解ける螺旋
「……私、先生に話が……」


何か言わないとそのまま行ってしまいそうだったから、私は必死に口実を考える。
先生は眉をひそめてから、身体の向きを変えてようやく私に向き合ってくれた。


「話なら研究室で聞く。今日は疲れてるんだ。
もう遅いから、気を付けて帰って」

「……先生?」


妙な余所余所しさに心がざわめく。
あんな事があった後だけど、先生のこんな態度は想像もしなかった。


気まずい、というのとは違う。
今までの掴めない態度とも違う。
心を隠した優しい先生とも違う。


そう、多分、そこにあるのは拒絶だった。
それがわかるから、よくわからない焦りが湧き上がる。


「待って下さい。

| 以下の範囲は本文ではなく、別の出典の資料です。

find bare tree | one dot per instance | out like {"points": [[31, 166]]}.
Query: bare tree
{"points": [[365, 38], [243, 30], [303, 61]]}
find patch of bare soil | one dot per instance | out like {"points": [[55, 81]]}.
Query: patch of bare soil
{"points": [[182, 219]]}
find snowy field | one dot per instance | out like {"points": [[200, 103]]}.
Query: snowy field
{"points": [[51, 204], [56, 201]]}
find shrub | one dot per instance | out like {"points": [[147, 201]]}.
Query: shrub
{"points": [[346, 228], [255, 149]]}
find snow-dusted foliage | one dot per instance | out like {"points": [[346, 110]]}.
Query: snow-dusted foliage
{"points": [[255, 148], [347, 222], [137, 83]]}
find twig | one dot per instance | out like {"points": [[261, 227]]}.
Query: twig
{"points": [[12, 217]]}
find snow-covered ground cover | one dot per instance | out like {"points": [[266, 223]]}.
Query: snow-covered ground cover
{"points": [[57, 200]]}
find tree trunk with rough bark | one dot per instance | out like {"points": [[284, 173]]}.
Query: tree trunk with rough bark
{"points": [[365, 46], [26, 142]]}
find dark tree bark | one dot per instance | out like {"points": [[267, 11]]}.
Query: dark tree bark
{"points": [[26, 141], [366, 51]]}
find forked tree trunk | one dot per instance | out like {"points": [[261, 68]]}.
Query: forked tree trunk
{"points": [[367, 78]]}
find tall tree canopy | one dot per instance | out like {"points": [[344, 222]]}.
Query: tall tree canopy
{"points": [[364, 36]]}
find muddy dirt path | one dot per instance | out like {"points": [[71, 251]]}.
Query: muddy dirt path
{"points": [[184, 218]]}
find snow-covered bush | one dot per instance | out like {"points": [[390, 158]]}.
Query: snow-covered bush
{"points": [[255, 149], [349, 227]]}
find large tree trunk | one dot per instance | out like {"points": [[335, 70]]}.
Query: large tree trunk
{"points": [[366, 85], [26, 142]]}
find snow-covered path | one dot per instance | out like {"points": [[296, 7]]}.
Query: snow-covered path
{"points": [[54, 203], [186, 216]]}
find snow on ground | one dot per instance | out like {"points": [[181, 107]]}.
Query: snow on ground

……なんで先生が避けるんですか」

「……なんでって」


真っ直ぐ見つめると、先生はフッと視線を逸らした。


やっぱりおかしい。
先生が私から目を逸らす意味がわからない。


「普通に考えても『また明日』で間違ってないと思うけど。
こんな時間に男の所に来るなんて感心しないよ」

「先生らしくないですよ、そんな言葉」

「らしくない、って。……君、煽ってるの?」

「……」


樫本先生が意地悪に笑った。
だけどそんな言葉すら、私を拒否する為に選んで言ってる様にしか聞こえない。